Release Notes#

v1.6.0 (2024.04)#

New features#

  • Changed supported Python version range (>=3.9, <=3.11)

  • Support MMDetection COCO format

  • Develop JsonSectionPageMapper in Rust API

  • Add Filtering via User-Provided Python Functions

  • Remove supporting MacOS platform

  • Support Kaggle image data (KaggleImageCsvBase, KaggleImageTxtBase, KaggleImageMaskBase, KaggleVocBase, KaggleYoloBase)

  • Add __getitem__() for random accessing with O(1) time complexity

  • Add Data-aware Anchor Generator

  • Support bounding box import within Kaggle extractors and add KaggleCocoBase


  • Optimize Python import to make CLI entrypoint faster

  • Add ImageColorScale context manager

  • Enhance visualizer to toggle plot title visibility

  • Enhance Datumaro data format detect() to be memory-bounded and performant

  • Change RoIImage and MosaicImage to have np.uint8 dtype as default

  • Enable image backend and color channel format to be selectable

  • Boost up CityscapesBase and KaggleImageMaskBase by dropping np.unique

  • Enhance RISE algortihm for explainable AI

  • Enhance explore unit test to use real dataset from ImageNet

  • Fix each method of the comparator to be used separately

Bug fixes#

  • Fix wrong example of Datumaro dataset creation in document

  • Fix wrong command to install datumaro from github

  • Update document to correct wrong datum project import command and add filtering example to filter out items containing annotations.

  • Fix label compare of distance method

  • Fix Datumaro visualizer’s import errors after introducing lazy import

  • Fix broken link to supported formats in readme

  • Fix Kinetics data format to have media data

  • Handling undefined labels at the annotation statistics

  • Add unit test for item rename

  • Fix a bug in the previous behavior when importing nested datasets in the project

  • Fix Kaggle importer when adding duplicated labels

  • Fix input tensor shape in model interpreter for OpenVINO 2023.3

  • Add default value for target in prune cli

  • Remove deprecated MediaManager

  • Fix explore command without project

v1.5.2 (2024.01)#


  • Add memory bounded datumaro data format detect

  • Remove Protobuf version limitation (<4)

v1.5.1 (2023.11)#


  • Enhance Datumaro data format stream importer performance

  • Change image default dtype from float32 to uint8

  • Add comparison level-up doc

  • Add ImportError to catch GitPython import error

Bug fixes#

  • Modify the draw function in the visualizer not to raise an error for unsupported annotation types.

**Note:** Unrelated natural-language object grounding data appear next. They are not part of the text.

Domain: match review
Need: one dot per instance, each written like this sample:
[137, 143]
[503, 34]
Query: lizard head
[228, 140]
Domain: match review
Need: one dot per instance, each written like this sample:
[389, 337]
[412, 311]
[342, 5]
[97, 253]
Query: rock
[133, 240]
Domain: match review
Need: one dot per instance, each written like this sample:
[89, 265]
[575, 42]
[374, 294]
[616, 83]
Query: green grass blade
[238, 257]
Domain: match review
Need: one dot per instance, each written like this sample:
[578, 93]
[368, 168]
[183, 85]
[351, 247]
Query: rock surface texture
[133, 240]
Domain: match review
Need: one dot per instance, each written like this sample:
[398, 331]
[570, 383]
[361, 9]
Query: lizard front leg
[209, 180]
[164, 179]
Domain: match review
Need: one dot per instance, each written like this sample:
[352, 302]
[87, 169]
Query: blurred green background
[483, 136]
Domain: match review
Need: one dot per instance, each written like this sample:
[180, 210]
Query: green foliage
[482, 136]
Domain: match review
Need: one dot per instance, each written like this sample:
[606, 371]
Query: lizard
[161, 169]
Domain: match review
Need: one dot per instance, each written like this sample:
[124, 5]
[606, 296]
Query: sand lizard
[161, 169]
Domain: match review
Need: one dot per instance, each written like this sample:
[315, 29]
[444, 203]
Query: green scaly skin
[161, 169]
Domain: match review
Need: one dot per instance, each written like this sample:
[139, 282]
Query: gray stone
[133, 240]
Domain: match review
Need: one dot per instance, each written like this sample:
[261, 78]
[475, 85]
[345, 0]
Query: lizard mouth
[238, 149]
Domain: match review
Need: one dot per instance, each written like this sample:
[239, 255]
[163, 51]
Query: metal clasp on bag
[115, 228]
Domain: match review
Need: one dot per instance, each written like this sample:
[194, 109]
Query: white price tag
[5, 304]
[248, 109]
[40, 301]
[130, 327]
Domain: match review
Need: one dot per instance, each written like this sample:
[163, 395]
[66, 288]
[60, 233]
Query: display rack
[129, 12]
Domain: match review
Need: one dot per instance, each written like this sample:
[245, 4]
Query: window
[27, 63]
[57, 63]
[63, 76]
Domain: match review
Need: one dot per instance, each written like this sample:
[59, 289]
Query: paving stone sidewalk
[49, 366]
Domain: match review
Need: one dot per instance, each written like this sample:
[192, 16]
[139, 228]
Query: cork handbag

  • Correct explore path in the related document.

  • Fix errata in the voc document. Color values in the labelmap.txt should be separated by commas, not colons.

  • Fix hyperlink errors in the document.

  • Fix memory unbounded Arrow data format export/import.

  • Update CVAT format doc to bypass warning.

v1.5.0 (2023.09)#

New features#

  • Add tabular data import/export

  • Support video annotation import/export

  • Add multiframework (PyTorch, Tensorflow) converter

  • Add SAM OVMS and Triton server Docker image builders

  • Add SAMBboxToInstanceMask transform

  • Add ConfigurableValidator


  • Enhance ClassificationValidator for multi-label classification datasets with label_groups

  • Replace Roboflow xml.etree with defusedxml

  • Define GroupType with IntEnum for, where 0 is EXCLUSIVE

  • Add Rust API to optimize COCOPageMapper performance

  • Support a dictionary input in addition to a single image input for the model launcher to support Segment Anything Model

  • Remove deprecates announced to be removed in 1.5.0

  • Add multi-threading option to ModelTransform and SAMBboxToInstanceMask

Bug fixes#

  • Fix bugs for Tile transform

  • Disable Roboflow Tfrecord format when Tensorflow is not installed

  • Raise VcsAlreadyExists error if vcs directory exists

v1.4.1 (2023.07)#

Bug fixes#

  • Report errors for COCO (stream) and Datumaro importers

v1.4.0 (2023.07)#

New features#

  • Add documentation and notebook example for Prune API

  • Changed supported Python version range (>=3.8, <=3.11)

  • Migrate OpenVINO v2023.0.0

  • Add Roboflow data format support (COCO JSON, Pascal VOC XML, YOLOv5-PyTorch, YOLOv7-PyTorch, YOLOv8, YOLOv5 Oriented Bounding Boxes, Multiclass CSV, TFRecord, CreateML JSON)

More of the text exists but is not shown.